Therapeutics and Challenges

Shailendra K Saxena; Rosaiah Kotikalapudi; Sneham Tiwari; Charuvaka Muvva


Future Virology. 2012;7(10):947-950. 

In This Article

Molecular Mechanisms & Ramifications

Different influenza viruses possess differing antigenic properties, specifically for binding to the sialyl moiety of host cells. With the aid of envelope glycoprotein HA, influenza viruses can easily bind to cell-surface glycosylated oligosaccharides that have sialic acids at their terminals, although this binding is very specific. This specificity acts as a host barrier against viral transmission. Some strains have the capacity to bind to both glycan linkages, making them more virulent and resulting in various intestinal illnesses.
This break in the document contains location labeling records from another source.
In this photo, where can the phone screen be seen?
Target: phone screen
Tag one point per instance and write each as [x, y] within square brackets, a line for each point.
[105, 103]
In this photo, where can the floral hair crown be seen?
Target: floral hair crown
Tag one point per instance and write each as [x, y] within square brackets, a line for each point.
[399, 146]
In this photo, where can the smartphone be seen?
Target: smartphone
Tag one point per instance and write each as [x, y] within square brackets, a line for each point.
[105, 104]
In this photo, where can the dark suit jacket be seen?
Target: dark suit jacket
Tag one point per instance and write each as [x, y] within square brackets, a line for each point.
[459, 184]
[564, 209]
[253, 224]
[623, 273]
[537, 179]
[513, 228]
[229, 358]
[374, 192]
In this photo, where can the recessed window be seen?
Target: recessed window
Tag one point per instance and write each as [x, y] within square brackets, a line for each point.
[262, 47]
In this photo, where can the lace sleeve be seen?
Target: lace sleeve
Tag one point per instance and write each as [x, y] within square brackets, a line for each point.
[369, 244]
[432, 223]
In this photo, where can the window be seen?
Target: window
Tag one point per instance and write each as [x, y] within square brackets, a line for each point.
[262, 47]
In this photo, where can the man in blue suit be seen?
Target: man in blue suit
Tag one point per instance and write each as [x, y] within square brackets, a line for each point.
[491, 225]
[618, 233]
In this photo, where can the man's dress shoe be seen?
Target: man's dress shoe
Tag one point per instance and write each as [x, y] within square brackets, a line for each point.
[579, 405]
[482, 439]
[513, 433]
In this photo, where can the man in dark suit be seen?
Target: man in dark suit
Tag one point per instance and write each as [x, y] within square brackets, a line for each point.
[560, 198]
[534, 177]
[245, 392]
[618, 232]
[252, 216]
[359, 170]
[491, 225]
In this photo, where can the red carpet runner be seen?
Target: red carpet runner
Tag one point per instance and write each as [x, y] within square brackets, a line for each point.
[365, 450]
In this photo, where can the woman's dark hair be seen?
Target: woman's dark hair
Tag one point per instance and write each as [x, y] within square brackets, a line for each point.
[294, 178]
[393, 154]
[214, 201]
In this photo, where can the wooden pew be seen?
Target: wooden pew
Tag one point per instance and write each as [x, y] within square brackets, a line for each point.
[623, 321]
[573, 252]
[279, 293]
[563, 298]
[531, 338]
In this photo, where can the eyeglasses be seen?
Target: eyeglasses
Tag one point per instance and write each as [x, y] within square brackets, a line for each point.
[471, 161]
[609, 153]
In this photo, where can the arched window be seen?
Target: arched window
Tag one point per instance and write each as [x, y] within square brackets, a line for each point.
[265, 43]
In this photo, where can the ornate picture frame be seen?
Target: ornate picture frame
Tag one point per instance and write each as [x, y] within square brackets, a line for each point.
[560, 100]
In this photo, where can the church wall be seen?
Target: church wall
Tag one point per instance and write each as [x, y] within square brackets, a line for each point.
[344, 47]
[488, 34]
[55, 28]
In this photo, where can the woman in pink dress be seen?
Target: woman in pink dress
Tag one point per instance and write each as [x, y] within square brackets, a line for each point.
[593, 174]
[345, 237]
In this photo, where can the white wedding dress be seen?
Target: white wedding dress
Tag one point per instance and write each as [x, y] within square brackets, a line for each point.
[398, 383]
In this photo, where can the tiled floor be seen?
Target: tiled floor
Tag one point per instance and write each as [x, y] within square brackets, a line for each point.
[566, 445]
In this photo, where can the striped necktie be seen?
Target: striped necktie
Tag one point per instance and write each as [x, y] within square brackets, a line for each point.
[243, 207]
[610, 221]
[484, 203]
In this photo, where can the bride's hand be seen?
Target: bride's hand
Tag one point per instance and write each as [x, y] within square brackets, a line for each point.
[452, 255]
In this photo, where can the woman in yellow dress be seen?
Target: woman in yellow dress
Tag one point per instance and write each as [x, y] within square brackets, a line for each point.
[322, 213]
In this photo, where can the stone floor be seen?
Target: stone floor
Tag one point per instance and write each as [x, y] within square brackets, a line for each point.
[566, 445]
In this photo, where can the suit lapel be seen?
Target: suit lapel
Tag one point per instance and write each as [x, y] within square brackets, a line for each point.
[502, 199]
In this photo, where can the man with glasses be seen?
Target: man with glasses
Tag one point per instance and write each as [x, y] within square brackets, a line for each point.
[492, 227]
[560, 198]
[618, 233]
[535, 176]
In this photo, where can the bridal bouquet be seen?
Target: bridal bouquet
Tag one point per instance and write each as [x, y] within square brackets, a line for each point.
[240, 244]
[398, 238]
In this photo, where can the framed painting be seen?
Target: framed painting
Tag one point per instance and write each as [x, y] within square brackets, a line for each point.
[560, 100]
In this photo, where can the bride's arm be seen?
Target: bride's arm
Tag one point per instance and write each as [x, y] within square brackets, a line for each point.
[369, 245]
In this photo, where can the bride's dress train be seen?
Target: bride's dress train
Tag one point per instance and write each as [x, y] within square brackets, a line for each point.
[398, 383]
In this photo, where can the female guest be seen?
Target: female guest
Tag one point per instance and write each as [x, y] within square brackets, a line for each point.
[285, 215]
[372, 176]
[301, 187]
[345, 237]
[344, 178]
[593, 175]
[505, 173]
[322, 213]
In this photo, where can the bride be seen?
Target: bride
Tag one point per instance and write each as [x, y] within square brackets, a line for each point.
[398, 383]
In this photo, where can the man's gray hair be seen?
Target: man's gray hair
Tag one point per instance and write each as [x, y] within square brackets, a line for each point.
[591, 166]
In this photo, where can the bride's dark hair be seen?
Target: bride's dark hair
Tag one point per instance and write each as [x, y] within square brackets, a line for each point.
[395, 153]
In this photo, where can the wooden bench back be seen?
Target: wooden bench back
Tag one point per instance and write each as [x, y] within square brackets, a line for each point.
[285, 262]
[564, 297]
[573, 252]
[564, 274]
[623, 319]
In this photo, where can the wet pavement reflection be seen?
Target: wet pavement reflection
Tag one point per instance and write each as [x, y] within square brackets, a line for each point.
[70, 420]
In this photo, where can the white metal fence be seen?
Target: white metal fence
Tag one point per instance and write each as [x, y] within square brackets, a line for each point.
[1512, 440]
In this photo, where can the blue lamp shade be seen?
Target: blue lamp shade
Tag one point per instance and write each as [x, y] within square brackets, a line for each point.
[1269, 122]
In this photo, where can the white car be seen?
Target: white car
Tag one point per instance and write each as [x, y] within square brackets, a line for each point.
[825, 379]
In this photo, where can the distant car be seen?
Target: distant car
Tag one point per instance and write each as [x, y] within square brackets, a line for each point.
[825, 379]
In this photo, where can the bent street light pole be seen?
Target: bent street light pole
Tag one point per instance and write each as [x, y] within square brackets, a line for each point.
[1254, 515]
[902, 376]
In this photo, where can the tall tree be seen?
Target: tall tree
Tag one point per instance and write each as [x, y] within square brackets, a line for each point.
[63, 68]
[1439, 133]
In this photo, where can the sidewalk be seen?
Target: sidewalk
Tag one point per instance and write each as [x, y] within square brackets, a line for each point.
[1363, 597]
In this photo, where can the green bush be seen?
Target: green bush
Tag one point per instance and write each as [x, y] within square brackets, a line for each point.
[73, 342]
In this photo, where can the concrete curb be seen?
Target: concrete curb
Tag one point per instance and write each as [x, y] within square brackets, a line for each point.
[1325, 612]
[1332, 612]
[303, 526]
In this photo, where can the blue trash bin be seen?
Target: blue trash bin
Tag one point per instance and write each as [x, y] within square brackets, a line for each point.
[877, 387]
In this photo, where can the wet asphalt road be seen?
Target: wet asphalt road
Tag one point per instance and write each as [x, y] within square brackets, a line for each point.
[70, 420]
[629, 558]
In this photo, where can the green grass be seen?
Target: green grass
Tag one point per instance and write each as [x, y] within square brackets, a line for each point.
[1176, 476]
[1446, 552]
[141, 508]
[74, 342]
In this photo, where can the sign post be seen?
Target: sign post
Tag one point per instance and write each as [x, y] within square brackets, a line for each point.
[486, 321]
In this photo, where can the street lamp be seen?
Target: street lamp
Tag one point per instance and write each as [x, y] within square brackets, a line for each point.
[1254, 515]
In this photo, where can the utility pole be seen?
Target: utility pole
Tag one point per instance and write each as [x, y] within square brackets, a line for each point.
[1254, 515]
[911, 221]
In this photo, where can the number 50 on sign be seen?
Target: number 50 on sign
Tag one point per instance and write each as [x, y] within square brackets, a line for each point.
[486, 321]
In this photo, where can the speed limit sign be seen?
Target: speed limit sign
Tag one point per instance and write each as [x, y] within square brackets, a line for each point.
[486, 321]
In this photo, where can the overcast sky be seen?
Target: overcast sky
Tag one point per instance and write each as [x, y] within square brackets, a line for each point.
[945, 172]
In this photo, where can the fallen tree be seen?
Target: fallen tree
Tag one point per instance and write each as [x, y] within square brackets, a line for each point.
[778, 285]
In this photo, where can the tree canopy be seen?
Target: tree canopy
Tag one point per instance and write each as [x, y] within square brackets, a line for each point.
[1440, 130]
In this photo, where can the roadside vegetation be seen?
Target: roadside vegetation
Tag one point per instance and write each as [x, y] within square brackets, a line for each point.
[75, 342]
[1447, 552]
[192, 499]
Mutations in the HA region of a virus may alter its binding affinity to the host through antigenic shift, leading to differential pathogenesis among different strains.[6] Several studies have examined the underlying molecular mechanisms of viral attack. HA helps the virus to attach to the sialic acid receptor of the host cell, which is followed by endocytosis. Viral RNA polymerase transcribes the viral genome and releases the mRNA for further processing. Viral genomic ssRNA synthesis takes place after mRNA release by exploiting host cellular machinery. This is then followed by assembly, maturation and ultimately by the production of progeny virions via budding from the infected host cell membrane.[1]